Mitigation strategies for this vulnerability involve applying the official kernel patch that corrects the min_t() macro usage by explicitly specifying the u32 type instead of int. System administrators should ensure all Linux systems running kernel versions affected by this vulnerability are updated with the latest security patches. Additionally, disabling the scsi_debug kernel module when not actively needed provides a temporary workaround, though this may impact debugging capabilities for legitimate users.

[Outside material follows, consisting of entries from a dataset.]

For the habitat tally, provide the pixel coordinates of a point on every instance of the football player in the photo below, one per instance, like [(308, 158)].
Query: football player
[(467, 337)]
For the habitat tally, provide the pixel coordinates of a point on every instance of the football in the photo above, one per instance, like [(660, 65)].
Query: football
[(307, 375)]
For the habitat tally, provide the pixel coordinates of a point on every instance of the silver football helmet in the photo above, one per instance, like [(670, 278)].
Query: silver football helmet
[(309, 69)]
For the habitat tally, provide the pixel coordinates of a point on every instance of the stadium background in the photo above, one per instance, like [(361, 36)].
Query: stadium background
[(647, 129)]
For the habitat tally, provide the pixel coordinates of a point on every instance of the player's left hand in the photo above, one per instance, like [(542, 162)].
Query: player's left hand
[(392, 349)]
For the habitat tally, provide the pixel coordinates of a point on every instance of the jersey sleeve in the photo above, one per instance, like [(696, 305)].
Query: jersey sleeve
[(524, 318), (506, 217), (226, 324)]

The fix addresses the core issue by ensuring proper unsigned 32-bit type handling in the buffer size calculations, preventing the sign extension behavior that caused the overflow condition. Regular kernel security updates and monitoring for similar type-related vulnerabilities in kernel subsystems remain crucial for maintaining system security posture. Organizations should also consider implementing kernel memory protection mechanisms and monitoring for suspicious kernel memory access patterns that could indicate exploitation attempts.